August 6th, 2008
We moved to the country to have space to think and breathe and especially to have the privacy to live our lives. What we got was 100 times more land than we have had before. For some reason, that’s just not enough for the Dog. Francie is a young Great Pyrenees pup with a gleam in her eye and wanderlust in her soul. Although we bought her and her twin sister Freckles to keep an eye out for predators endangering the sheep, she’s spent more of her time with an eye on the outside world. She’s an escape artist. No barrier that we contrive is up to the task of keeping her on our side of the fence.
Her jail breaks are an incremental process. First, she finds a way out. We put her back and watch carefully for the next scheduled escape, about 3 minutes later. Once we observe her M.O., we move in with enough planks and ropes and wire to secure the border with Mexico. Sometimes, that buys a night of peace.
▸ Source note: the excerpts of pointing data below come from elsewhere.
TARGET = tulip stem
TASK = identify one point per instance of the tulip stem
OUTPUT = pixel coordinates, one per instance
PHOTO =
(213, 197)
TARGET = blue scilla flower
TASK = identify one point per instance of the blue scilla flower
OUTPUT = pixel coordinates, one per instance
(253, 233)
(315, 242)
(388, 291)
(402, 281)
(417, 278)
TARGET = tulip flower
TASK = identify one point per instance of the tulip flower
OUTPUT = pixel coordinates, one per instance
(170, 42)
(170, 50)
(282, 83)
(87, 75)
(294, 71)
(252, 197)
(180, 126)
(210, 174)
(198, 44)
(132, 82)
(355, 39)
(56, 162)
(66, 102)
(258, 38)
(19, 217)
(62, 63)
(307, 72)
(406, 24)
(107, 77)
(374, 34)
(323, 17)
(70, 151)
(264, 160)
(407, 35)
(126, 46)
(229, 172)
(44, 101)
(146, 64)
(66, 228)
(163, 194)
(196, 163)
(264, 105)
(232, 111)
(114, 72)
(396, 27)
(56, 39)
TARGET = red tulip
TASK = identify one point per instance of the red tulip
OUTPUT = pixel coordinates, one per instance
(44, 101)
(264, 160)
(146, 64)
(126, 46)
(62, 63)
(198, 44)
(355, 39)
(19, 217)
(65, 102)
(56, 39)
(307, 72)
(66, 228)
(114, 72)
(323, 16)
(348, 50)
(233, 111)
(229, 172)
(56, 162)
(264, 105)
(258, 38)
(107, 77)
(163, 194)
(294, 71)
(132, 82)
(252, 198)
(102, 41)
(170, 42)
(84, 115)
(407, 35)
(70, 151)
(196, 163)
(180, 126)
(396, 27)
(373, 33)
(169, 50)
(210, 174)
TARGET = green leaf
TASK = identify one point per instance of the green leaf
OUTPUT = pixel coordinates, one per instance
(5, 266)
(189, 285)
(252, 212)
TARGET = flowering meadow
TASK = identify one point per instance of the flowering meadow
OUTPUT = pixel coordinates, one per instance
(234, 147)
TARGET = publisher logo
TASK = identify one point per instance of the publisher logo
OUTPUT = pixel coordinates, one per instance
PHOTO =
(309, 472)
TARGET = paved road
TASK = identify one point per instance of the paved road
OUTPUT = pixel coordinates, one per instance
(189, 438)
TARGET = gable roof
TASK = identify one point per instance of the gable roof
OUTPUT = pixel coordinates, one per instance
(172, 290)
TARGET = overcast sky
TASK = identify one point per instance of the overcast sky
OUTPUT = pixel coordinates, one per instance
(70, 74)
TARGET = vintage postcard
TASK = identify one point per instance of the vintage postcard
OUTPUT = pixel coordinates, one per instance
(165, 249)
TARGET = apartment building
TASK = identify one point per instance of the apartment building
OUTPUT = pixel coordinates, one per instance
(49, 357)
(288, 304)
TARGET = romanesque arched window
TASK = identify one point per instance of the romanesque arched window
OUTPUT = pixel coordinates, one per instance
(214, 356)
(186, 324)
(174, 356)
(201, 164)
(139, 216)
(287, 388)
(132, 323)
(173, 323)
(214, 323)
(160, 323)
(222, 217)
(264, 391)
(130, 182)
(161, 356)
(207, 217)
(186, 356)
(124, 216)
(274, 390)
Just as often, Francie regards it as a dare to find a new point of egress.
The other night, she found the presence of a horse in the next field over (about a quarter mile away) to be highly offensive. She wormed her way out of our field and spent the next hour or so barking at the horse. A few planks and ropes and wire later, she was back in. Twenty-four hours later, she was out the entire evening. This time, she sprung her sister as well. When we awoke at 7, the two of them were camped out on the back patio. Argh!
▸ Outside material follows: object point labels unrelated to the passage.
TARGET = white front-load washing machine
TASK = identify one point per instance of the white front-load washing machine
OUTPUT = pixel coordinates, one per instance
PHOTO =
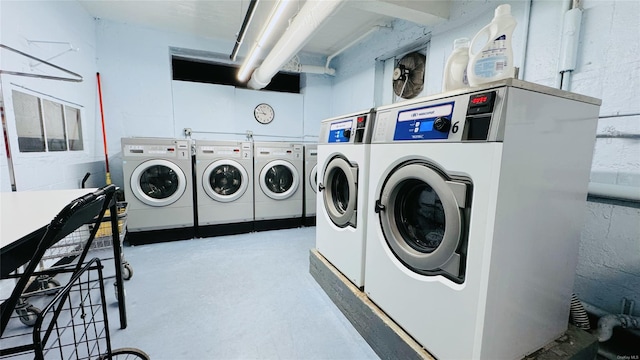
(343, 163)
(310, 183)
(475, 210)
(158, 188)
(224, 187)
(278, 182)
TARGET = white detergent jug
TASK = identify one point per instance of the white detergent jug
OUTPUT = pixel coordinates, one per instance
(455, 71)
(495, 60)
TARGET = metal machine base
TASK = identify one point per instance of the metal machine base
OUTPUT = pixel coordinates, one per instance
(277, 224)
(156, 236)
(389, 341)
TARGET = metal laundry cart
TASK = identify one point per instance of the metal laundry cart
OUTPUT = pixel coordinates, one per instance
(72, 232)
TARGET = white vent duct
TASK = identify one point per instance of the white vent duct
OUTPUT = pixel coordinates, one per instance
(311, 16)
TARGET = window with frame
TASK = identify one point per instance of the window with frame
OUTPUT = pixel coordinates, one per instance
(45, 125)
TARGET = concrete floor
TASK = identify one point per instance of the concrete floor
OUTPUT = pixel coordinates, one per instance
(244, 296)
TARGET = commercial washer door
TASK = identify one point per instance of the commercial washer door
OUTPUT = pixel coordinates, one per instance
(225, 180)
(279, 179)
(340, 185)
(313, 178)
(158, 182)
(422, 219)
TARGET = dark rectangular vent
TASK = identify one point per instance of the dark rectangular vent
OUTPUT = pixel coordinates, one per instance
(223, 74)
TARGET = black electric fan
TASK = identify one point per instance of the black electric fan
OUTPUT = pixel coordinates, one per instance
(408, 75)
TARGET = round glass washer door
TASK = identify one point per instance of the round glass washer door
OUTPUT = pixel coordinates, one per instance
(341, 191)
(158, 182)
(225, 180)
(279, 179)
(421, 218)
(313, 178)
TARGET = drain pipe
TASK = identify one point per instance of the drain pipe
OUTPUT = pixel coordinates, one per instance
(311, 16)
(571, 24)
(243, 29)
(608, 321)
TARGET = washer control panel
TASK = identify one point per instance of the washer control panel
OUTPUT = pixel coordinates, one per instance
(471, 116)
(349, 129)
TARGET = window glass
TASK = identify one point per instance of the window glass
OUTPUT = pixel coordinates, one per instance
(54, 125)
(28, 122)
(74, 128)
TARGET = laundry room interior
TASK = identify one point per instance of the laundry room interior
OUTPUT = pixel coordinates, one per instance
(322, 179)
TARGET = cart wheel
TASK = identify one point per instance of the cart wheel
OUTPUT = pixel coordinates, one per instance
(126, 353)
(52, 283)
(115, 290)
(29, 315)
(127, 271)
My sense is that Francie’s wandering time is nearly at an end. Yesterday, she escaped by jumping over a fence. But when she decided to return via the same path, she snagged herself on the fence and was briefly dangling upside down, her leg caught on the wiring. This opened up a gash on her leg, which led to a visit to the vet. More importantly, it got us thinking seriously about building an escape-proof kennel and run.
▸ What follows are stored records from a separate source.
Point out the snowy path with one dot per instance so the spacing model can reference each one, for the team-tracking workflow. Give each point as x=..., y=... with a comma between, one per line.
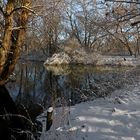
x=113, y=118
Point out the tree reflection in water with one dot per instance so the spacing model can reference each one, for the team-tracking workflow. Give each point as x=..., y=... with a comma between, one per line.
x=58, y=86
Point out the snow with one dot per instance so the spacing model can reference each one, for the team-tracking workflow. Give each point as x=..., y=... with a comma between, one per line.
x=113, y=118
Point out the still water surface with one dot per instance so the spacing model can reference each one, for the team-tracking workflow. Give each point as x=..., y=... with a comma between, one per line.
x=64, y=85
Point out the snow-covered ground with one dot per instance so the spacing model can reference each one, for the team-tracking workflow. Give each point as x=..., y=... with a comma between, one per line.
x=114, y=118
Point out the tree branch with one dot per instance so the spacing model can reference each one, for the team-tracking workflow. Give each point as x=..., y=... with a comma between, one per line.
x=22, y=7
x=122, y=1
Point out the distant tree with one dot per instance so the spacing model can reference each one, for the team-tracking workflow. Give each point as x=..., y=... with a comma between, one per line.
x=14, y=17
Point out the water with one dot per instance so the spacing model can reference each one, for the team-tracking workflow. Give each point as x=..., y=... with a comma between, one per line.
x=64, y=85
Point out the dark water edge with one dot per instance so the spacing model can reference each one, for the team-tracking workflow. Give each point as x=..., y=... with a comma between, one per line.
x=67, y=85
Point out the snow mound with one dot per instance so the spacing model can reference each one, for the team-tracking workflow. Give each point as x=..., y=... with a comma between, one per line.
x=114, y=118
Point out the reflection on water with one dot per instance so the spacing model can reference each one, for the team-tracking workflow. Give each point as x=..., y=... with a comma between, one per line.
x=62, y=85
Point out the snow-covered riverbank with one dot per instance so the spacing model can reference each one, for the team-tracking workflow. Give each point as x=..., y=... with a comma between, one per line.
x=113, y=118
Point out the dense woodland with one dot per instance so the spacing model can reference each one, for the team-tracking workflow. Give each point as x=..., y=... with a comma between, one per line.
x=38, y=28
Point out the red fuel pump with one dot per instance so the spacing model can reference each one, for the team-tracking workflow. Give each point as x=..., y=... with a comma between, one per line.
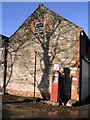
x=54, y=97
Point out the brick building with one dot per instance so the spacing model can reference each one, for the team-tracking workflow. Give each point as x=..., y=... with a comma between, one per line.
x=43, y=40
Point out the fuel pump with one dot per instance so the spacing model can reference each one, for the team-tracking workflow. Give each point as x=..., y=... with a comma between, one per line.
x=54, y=97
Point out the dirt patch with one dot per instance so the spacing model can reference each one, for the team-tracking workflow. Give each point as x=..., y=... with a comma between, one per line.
x=22, y=107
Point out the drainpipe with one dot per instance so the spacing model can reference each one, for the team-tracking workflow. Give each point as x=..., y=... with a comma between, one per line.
x=35, y=72
x=5, y=68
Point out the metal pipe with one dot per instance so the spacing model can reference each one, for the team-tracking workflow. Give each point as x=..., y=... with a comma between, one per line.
x=35, y=73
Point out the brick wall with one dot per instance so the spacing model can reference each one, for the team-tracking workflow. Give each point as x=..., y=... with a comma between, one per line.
x=59, y=45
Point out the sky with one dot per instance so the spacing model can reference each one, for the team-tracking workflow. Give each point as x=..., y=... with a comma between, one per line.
x=13, y=14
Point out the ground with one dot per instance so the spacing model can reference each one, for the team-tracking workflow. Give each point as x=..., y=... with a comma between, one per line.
x=21, y=107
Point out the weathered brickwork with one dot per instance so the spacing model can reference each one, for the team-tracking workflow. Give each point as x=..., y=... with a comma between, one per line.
x=58, y=43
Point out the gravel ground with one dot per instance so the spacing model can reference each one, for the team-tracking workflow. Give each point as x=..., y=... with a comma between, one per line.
x=14, y=107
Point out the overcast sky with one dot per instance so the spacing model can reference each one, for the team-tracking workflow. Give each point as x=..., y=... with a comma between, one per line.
x=13, y=14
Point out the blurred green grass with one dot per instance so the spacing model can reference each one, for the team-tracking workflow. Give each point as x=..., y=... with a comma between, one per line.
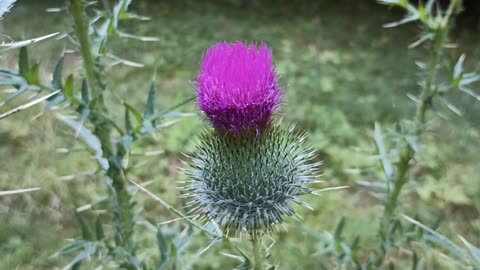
x=341, y=72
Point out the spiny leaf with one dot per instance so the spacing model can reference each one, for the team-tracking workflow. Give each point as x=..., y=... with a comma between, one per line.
x=136, y=114
x=23, y=62
x=88, y=251
x=88, y=138
x=32, y=76
x=57, y=75
x=17, y=191
x=86, y=234
x=18, y=44
x=164, y=250
x=149, y=109
x=128, y=123
x=5, y=6
x=99, y=229
x=68, y=89
x=439, y=239
x=339, y=230
x=85, y=92
x=473, y=250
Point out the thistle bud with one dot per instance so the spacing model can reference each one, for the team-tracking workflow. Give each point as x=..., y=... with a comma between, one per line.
x=248, y=182
x=238, y=87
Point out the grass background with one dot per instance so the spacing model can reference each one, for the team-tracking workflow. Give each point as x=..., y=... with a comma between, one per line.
x=341, y=72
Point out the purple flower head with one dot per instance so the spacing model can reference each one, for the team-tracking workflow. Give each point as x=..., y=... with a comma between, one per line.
x=238, y=87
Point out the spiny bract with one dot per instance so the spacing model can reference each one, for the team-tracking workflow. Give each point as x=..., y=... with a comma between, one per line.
x=237, y=87
x=248, y=182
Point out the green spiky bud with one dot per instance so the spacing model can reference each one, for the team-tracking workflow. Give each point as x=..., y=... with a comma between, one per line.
x=249, y=181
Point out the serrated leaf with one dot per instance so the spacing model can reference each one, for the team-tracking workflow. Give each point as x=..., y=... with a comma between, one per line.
x=57, y=74
x=339, y=230
x=68, y=89
x=85, y=92
x=86, y=253
x=386, y=163
x=473, y=250
x=18, y=44
x=458, y=69
x=405, y=20
x=23, y=62
x=17, y=191
x=27, y=105
x=99, y=229
x=5, y=6
x=439, y=239
x=136, y=114
x=86, y=234
x=88, y=138
x=164, y=250
x=32, y=76
x=128, y=122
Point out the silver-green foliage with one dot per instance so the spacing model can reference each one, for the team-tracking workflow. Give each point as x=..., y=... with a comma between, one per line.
x=248, y=182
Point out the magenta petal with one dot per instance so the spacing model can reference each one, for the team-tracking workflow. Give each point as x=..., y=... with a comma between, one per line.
x=238, y=87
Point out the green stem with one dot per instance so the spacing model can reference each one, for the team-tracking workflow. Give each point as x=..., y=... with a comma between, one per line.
x=103, y=129
x=407, y=152
x=257, y=250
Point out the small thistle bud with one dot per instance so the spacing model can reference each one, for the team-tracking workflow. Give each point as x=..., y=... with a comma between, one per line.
x=247, y=182
x=238, y=88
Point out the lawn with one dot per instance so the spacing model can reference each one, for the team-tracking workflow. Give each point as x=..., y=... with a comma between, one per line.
x=341, y=72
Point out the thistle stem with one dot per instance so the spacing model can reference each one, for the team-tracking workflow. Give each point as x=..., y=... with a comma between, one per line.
x=103, y=129
x=429, y=90
x=257, y=250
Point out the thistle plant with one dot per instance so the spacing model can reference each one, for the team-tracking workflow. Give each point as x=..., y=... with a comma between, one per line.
x=82, y=108
x=396, y=162
x=247, y=170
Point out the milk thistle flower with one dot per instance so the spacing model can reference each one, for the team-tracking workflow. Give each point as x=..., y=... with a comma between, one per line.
x=238, y=87
x=247, y=170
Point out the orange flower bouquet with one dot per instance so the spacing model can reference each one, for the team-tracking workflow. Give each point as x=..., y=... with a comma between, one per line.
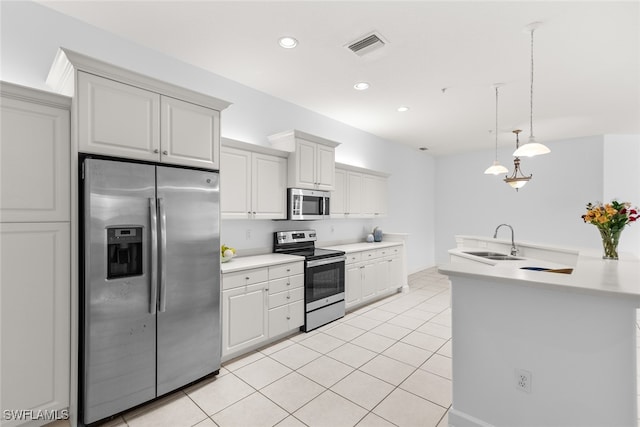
x=610, y=219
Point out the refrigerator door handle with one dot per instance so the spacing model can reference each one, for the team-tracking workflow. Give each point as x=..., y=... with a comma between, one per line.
x=153, y=228
x=163, y=255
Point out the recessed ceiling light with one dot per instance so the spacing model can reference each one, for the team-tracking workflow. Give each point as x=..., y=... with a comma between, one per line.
x=288, y=42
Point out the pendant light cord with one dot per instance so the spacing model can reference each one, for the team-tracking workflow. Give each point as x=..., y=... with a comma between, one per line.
x=531, y=93
x=496, y=123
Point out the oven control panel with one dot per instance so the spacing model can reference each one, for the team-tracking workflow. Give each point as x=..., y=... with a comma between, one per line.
x=283, y=237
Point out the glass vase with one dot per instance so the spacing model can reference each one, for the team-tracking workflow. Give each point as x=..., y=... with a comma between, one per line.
x=610, y=240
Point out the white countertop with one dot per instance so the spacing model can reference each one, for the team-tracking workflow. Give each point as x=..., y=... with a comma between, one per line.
x=257, y=261
x=265, y=260
x=590, y=274
x=362, y=246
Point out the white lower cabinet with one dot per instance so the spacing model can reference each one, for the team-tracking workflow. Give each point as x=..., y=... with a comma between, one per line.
x=245, y=317
x=35, y=256
x=372, y=274
x=259, y=304
x=35, y=317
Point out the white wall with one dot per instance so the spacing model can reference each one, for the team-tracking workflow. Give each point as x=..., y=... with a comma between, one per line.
x=31, y=35
x=549, y=208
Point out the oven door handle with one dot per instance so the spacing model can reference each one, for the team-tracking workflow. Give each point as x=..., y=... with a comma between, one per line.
x=325, y=261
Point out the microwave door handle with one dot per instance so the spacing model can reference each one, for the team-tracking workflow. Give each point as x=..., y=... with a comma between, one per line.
x=153, y=233
x=163, y=256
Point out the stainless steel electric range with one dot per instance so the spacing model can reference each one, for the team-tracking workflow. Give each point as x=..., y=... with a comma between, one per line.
x=323, y=276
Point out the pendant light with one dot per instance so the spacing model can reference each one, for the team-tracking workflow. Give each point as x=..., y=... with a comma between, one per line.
x=531, y=148
x=496, y=168
x=517, y=179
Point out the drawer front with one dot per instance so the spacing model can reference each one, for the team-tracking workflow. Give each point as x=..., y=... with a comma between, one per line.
x=286, y=297
x=368, y=255
x=244, y=277
x=353, y=257
x=284, y=270
x=286, y=283
x=384, y=252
It’s ironic that the more Francie enjoys the very qualities that brought us to the country in the first place, the more restrictions we place on her. Perhaps as she matures, she’ll mellow and learn to appreciate the finer points of our own pasture, rather than harassing livestock on adjoining properties. As we sat on the patio last night after dinner and looked out over the field on a rare cool evening in rural Texas, it was hard for us to imagine wanting to wander anywhere else.